The honest answer to "ECS or EKS?" is: it depends on the platform you are building, not the technology you prefer. This post gives you the framework to make that call correctly.


1. ECS Fargate — Serverless Containers Done Right

How It Works

ECS (Elastic Container Service) is AWS's native container orchestration service. In Fargate mode, there are no EC2 instances to manage — AWS provisions the compute underneath your containers invisibly. You define what you want to run (the Task Definition) and ECS handles where and how it runs.

ECS Cluster
└── Service (desired count: 3, auto scaling: 1-10)
    ├── Task (Task Definition: app:v2.1)
    │   ├── Container: app (1 vCPU, 2GB RAM)
    │   └── Container: log-router (0.1 vCPU, 256MB RAM)
    ├── Task (running)
    └── Task (running)

Core Concepts You Must Understand

Task Definition — the blueprint. Defines container images, CPU/memory, environment variables, IAM roles, logging, port mappings, and health checks. Version-controlled — every change creates a new revision.

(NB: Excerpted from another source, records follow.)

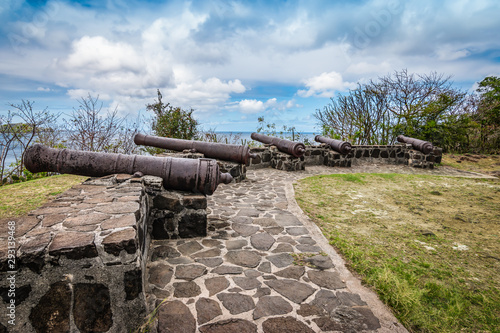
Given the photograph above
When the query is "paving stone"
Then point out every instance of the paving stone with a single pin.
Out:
(242, 219)
(306, 240)
(163, 252)
(293, 290)
(189, 272)
(236, 303)
(252, 273)
(249, 212)
(246, 283)
(297, 231)
(271, 306)
(225, 269)
(307, 310)
(285, 325)
(283, 247)
(325, 279)
(211, 243)
(243, 258)
(350, 299)
(308, 248)
(120, 222)
(262, 292)
(262, 241)
(210, 262)
(216, 285)
(245, 230)
(74, 245)
(265, 267)
(320, 262)
(292, 272)
(286, 239)
(160, 275)
(207, 254)
(280, 260)
(120, 240)
(230, 325)
(326, 300)
(286, 219)
(207, 309)
(236, 244)
(266, 222)
(189, 248)
(174, 316)
(186, 289)
(274, 230)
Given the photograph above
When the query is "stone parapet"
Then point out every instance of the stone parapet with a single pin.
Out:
(80, 260)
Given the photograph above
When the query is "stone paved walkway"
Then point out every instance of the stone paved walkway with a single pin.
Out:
(264, 267)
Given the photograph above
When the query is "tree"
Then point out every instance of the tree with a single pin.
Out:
(89, 130)
(172, 122)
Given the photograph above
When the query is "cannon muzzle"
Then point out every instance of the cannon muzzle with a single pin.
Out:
(420, 145)
(296, 149)
(342, 147)
(196, 175)
(235, 153)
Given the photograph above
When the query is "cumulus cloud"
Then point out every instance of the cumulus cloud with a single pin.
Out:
(325, 85)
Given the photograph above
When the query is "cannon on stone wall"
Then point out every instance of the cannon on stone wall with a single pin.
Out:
(339, 146)
(420, 145)
(196, 175)
(296, 149)
(221, 151)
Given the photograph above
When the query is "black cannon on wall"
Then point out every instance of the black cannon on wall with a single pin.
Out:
(226, 152)
(342, 147)
(420, 145)
(296, 149)
(196, 175)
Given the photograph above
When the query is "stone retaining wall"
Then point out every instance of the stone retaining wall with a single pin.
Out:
(81, 259)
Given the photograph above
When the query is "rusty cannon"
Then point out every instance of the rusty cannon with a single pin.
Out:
(226, 152)
(339, 146)
(296, 149)
(420, 145)
(196, 175)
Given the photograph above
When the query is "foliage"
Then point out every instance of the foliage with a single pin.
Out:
(172, 122)
(89, 130)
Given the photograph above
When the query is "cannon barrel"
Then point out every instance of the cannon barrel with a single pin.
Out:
(342, 147)
(422, 146)
(296, 149)
(196, 175)
(221, 151)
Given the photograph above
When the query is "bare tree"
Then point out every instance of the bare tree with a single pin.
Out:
(89, 130)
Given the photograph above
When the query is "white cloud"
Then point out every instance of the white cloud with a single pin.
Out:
(325, 85)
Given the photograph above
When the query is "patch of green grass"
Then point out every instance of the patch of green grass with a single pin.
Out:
(20, 198)
(404, 241)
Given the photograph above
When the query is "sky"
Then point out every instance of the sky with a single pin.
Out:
(235, 61)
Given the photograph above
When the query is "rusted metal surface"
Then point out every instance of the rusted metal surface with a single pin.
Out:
(422, 146)
(296, 149)
(342, 147)
(235, 153)
(196, 175)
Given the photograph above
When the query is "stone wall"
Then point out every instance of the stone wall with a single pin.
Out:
(324, 155)
(81, 259)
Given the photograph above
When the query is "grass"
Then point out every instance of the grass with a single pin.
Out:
(428, 245)
(20, 198)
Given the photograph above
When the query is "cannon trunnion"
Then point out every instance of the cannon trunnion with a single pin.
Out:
(201, 175)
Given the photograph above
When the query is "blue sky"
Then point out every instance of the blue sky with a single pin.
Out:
(233, 61)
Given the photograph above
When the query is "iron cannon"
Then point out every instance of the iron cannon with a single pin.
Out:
(296, 149)
(196, 175)
(235, 153)
(420, 145)
(339, 146)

Service — maintains a desired count of running Tasks. Handles rolling deployments, integrates with ALB for traffic routing, and drives auto scaling.

Cluster — a logical grouping of services. In Fargate mode it is purely a namespace — no underlying infrastructure to manage.

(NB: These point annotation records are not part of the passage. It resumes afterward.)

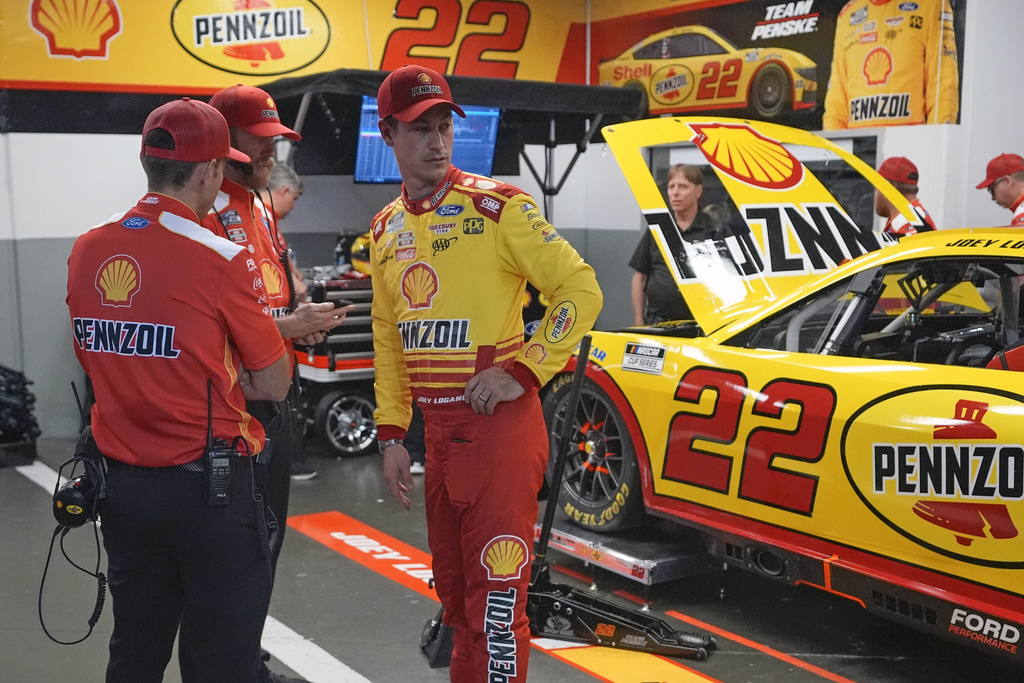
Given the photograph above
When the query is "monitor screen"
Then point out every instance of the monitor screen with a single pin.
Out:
(473, 150)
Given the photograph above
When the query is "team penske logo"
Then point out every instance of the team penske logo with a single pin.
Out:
(957, 488)
(748, 156)
(118, 280)
(498, 621)
(80, 30)
(125, 338)
(878, 67)
(505, 557)
(419, 285)
(436, 334)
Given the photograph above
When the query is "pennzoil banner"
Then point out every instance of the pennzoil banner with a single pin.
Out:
(889, 61)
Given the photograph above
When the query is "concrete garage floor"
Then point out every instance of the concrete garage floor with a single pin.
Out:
(342, 614)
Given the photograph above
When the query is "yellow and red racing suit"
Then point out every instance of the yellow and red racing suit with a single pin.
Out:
(449, 273)
(894, 62)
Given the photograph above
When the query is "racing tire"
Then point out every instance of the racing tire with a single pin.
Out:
(644, 101)
(771, 92)
(601, 480)
(344, 421)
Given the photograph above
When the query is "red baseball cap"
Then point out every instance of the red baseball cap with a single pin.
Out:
(253, 111)
(899, 169)
(410, 91)
(1000, 166)
(199, 131)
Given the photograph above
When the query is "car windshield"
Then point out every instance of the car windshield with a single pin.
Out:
(937, 310)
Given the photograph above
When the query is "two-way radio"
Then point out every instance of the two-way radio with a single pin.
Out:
(218, 460)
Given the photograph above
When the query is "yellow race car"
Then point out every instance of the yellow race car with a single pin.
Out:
(693, 69)
(841, 413)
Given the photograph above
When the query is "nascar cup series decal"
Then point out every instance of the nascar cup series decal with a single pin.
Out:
(944, 467)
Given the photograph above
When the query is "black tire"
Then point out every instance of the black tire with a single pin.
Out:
(601, 479)
(771, 92)
(344, 420)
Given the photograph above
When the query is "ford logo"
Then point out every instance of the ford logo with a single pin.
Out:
(450, 210)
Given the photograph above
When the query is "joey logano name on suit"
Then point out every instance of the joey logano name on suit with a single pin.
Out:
(441, 334)
(975, 471)
(501, 641)
(790, 18)
(125, 338)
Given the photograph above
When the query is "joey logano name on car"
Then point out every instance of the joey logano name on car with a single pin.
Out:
(125, 338)
(501, 641)
(891, 107)
(984, 630)
(437, 334)
(791, 18)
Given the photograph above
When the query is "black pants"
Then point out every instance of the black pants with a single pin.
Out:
(175, 561)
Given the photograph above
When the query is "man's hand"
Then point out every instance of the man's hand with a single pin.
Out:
(491, 387)
(399, 481)
(311, 318)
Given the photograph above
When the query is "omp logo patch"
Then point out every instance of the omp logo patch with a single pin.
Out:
(419, 285)
(748, 156)
(118, 280)
(944, 467)
(505, 557)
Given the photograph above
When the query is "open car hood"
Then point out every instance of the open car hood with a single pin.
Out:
(785, 228)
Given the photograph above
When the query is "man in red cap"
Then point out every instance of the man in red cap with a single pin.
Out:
(1005, 182)
(159, 308)
(450, 260)
(240, 214)
(903, 174)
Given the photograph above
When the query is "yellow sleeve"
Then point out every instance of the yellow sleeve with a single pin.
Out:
(837, 112)
(942, 78)
(530, 246)
(391, 390)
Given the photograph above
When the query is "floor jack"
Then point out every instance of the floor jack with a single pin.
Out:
(566, 613)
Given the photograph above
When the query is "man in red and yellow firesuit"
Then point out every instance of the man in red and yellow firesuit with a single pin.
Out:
(450, 261)
(894, 62)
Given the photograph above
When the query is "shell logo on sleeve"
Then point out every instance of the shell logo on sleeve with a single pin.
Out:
(118, 280)
(748, 156)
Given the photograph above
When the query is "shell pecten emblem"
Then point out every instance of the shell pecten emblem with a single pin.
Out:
(504, 557)
(76, 29)
(118, 280)
(748, 156)
(419, 285)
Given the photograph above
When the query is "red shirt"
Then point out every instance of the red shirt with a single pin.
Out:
(159, 304)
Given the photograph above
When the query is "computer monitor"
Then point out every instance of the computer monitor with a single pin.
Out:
(473, 147)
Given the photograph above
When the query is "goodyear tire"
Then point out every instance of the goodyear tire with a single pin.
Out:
(771, 92)
(601, 480)
(344, 420)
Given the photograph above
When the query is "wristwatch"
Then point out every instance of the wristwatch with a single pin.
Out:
(389, 441)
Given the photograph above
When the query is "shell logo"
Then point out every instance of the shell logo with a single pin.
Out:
(943, 466)
(419, 285)
(252, 37)
(536, 353)
(76, 29)
(745, 155)
(504, 557)
(271, 279)
(118, 280)
(878, 66)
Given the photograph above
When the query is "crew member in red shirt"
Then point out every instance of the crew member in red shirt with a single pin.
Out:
(1005, 182)
(159, 306)
(903, 174)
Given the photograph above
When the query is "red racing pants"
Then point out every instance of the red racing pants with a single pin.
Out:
(482, 476)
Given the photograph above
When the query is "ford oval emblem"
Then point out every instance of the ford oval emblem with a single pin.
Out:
(450, 210)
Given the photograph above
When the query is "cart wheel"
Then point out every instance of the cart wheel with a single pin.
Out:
(345, 421)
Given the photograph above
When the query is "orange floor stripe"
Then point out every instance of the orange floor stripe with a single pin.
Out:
(758, 646)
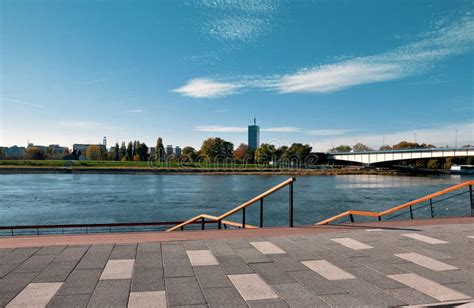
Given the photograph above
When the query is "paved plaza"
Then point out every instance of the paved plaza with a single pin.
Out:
(377, 266)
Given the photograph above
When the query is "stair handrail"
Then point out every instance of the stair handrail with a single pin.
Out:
(221, 219)
(379, 215)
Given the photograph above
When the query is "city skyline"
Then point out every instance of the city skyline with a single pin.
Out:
(197, 69)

awsvpc networking — every Fargate task gets its own ENI and private IP in your VPC. This means Security Groups apply directly at the task level — not at a shared node level. This is a significant security advantage over traditional EC2-based ECS.

Full ECS Fargate Terraform — Production Pattern

# ECS Cluster
resource "aws_ecs_cluster" "main" {
  name = "prod-cluster"

  configuration {
    execute_command_configuration {
      kms_key_id = aws_kms_key.ecs.arn
      logging    = "OVERRIDE"

      log_configuration {
        cloud_watch_log_group_name = aws_cloudwatch_log_group.ecs_exec.name
      }
    }
  }

  setting {
    name  = "containerInsights"
    value = "enabled"   # Container-level metrics in CloudWatch
  }

  tags = { Name = "prod-cluster" }
}

# Capacity Provider — Fargate + Fargate Spot for cost optimisation
resource "aws_ecs_cluster_capacity_providers" "main" {
  cluster_name = aws_ecs_cluster.main.name

  capacity_providers = ["FARGATE", "FARGATE_SPOT"]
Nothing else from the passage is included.